I've set WG up before, running directly on an Ubuntu server, but I'm a little unclear about how a few things work when doing it on OpnSense.
I'm running OpnSense on an older 4 port Protectli appliance. I'm using it just as a network appliance to run useful network services for me, for instance, as a separate gateway for VPN connectivity. And trying to move my WG peer off of my Ubuntu server onto it.
So, things I'm not clear on:
- When I install wg, and turn it on, I get 2 Interfaces, one I name, and one default called Wireguard. what I've read says you apply firewall rules to the one called Wireguard (and not to name yours Wireguard because of that auto created one- I name the one I can to wg or wg0 usually). I've been running all my services on a single port to this point, am I able to bind wg to the existing nic? It sorta seems like I can't, at least from the GUI, since OpnSense won't let me bind either wg interface to the nic port, since it's already got the LAN interface bound to it? Or do I not need to worry about that, i.e. it'll just be bound against the active port, I'm not seeing a way to specify an actual IP or interface for it to listen on so...?
- In trying to get this working, the binding confusion I had above, made me decide to try putting it on a different NIC port, dedicated just for it, and that NIC port, I'll put attach to a switch port in a different VLAN entirely, just to support WG operations. But of course, as I said earlier, I'm not quite clear if/how I can bind it, or which one of the two interfaces wireguard interfaces I should be binding (through the Assign screen) directly to the NIC port. I've been getting some really weird behaviors when I bind the interface I named (which I usually call wg or wg0) directly to it's own port, but I've been trying enough things to make this work, it could be I had a mis-configuration elsewhere.
- I need to go back and review setups, but I'll ask here again anyway. Assuming I have wg running against the same interface/port as everything else, do I assume I need to allow that port (the 51820, I just use that one) at both the normal interface firewall rules and the Wireguard interface rules for clients to connect, or just the actual interface bound to the nic port?
The guides I've been following to get it running on OpnSense haven't quite fit, since OpnSense isn't running as my edge router/firewall, and I've been trying to fit what's going on into what I had to do to get it setup on Ubuntu, but it doesn't seem to be falling into place for me, so any help is appreciated!
Thanks!
Well, I went through my setup from zero (uninstall WG, re-install, reconfigure everything) and it worked this time.
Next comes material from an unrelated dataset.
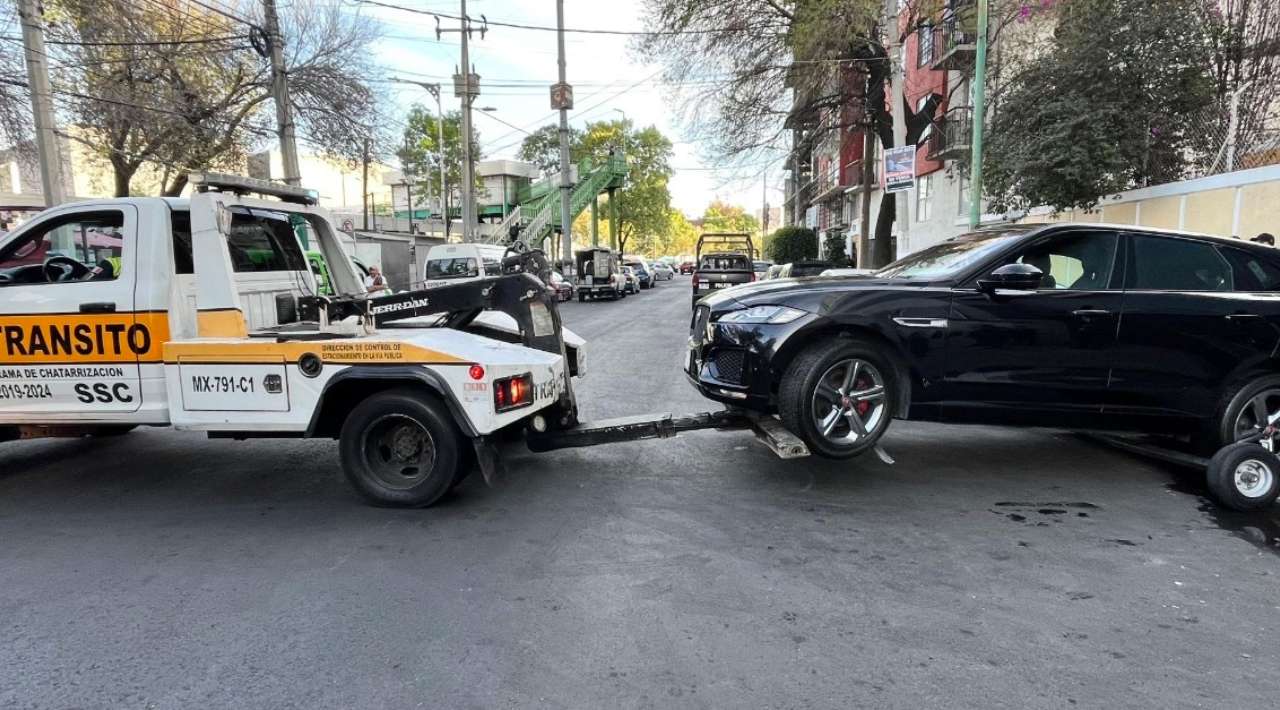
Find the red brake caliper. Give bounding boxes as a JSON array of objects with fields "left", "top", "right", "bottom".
[{"left": 854, "top": 380, "right": 872, "bottom": 414}]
I'm not sure what I did differently, if anything.
It does seem just leaving IP stuff empty on the named interface that's bound to the network device is fine, and I guess the device, wg0, just uses default routes? I might try and figure out how to get it to bind to a different nic later, but I'm not worried about it right this moment.
I did forget I needed a firewall outbound allow rule on the Wireguard ruleset to get traffic to go beyond local; I hadn't gotten as far as even successful handshakes in the past, so I hadn't worried about outbound connections until now. Once I dropped that rule in, the last part started working as I wanted.
Glad you got it working.
This thread (https://forum.opnsense.org/index.php?topic=22778.0) will help explain what the default "Wireguard" is (tldr; it is an interface group, not an interface).
You can't/don't "bind" the wgX interface to a NIC.